Harry Manacsa
Prof. Valverde
ASA150E
4 March 2017
Week 9 Blog
One
of Cathy J. Schlund-Vials’ focuses
in War, Genocide, and Justice is the misrepresentation of the
atrocities in Cambodia under the Khmer Rouge. Often, these skewed conveyances
are indirectly caused by the renewed missions of various memorials and
tributes, as they somehow discredit the actual atrocities that took place.
For
example, Schlund-Vial believes that in remembering “genocidal crimes” in the
Tuol Sleng Prison Museum comes the “restaging and reimaging [of] Khmer Rouge atrocitizes.”

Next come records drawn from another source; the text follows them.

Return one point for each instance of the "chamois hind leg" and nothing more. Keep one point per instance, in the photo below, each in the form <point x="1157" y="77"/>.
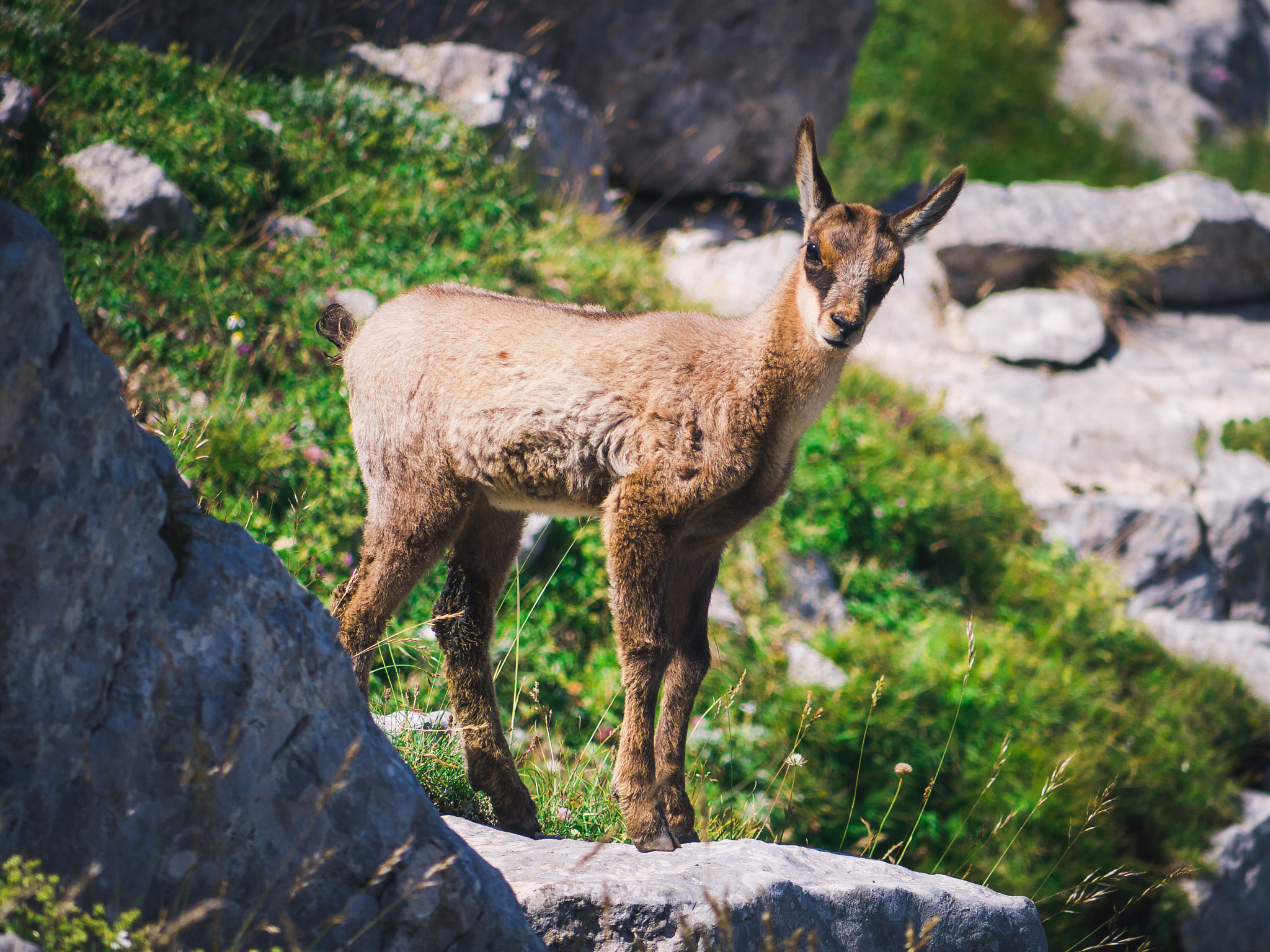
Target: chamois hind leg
<point x="639" y="550"/>
<point x="478" y="568"/>
<point x="406" y="534"/>
<point x="687" y="604"/>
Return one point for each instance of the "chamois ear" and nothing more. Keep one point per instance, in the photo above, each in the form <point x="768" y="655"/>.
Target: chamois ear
<point x="913" y="223"/>
<point x="814" y="193"/>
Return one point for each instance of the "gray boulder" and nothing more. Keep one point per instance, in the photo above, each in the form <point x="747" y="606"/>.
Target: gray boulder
<point x="1242" y="648"/>
<point x="174" y="697"/>
<point x="610" y="897"/>
<point x="1108" y="455"/>
<point x="131" y="191"/>
<point x="1212" y="243"/>
<point x="694" y="95"/>
<point x="294" y="227"/>
<point x="1232" y="903"/>
<point x="506" y="92"/>
<point x="1233" y="501"/>
<point x="809" y="668"/>
<point x="813" y="596"/>
<point x="533" y="537"/>
<point x="1169" y="73"/>
<point x="1037" y="325"/>
<point x="263" y="120"/>
<point x="16" y="102"/>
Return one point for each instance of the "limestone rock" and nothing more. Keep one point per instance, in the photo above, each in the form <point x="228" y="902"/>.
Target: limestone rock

(Schlund-Vial 40). She sees a disconnection between a hanging scaffold and its
placard. In other words, the placard cannot encapsulate the grief and terror
that the scaffold represents for victims. Likewise, pictures of prisoners
showcased in the museum are often of the victim’s booking—in essence, before any
actual harm was done.
Additionally,
Schlund-Vial underscores the debilitating consequences of heavy tourism in
Cambodia. In her depiction of a tour of Angkor Wat, an icon of Khmer
civilization, is the idea of “dark tourism”, a recurring “presentation and
consumption of visitors [for] real and commodified death and disaster sites.”
(Schlund-Vial 63) She believes that, even in a place meant to honor culture is
a need for the government to displace guilt especially to American tourists. In
fact, Angkor Wat is a prominent fixture for Cambodian nationalism. This is all
to say that the U.S. continues to have influence over how Cambodia should
illustrate their histories.
Somehow,
this is also seen in rapper praCH’s compulsion to rap about the “killing fields”
of Cambodia, for the U.S. shaped the stagnation and stratifications of
ethnicities into “ghettos” and ethnic enclaves and spawned the voices of Ice T
and N.W.A for praCH.
Question: Is
Schlund-Vial correct in asserting that the Cambodia wants to commodify the
tragedies of the Khmer Rouge?
Vendors at Angkor Wat
Schlund-Vials,
Cathy Jean. War, Genocide, and Justice Cambodian American Memory Work.
Minneapolis, MN: U of Minnesota, 2012. Print.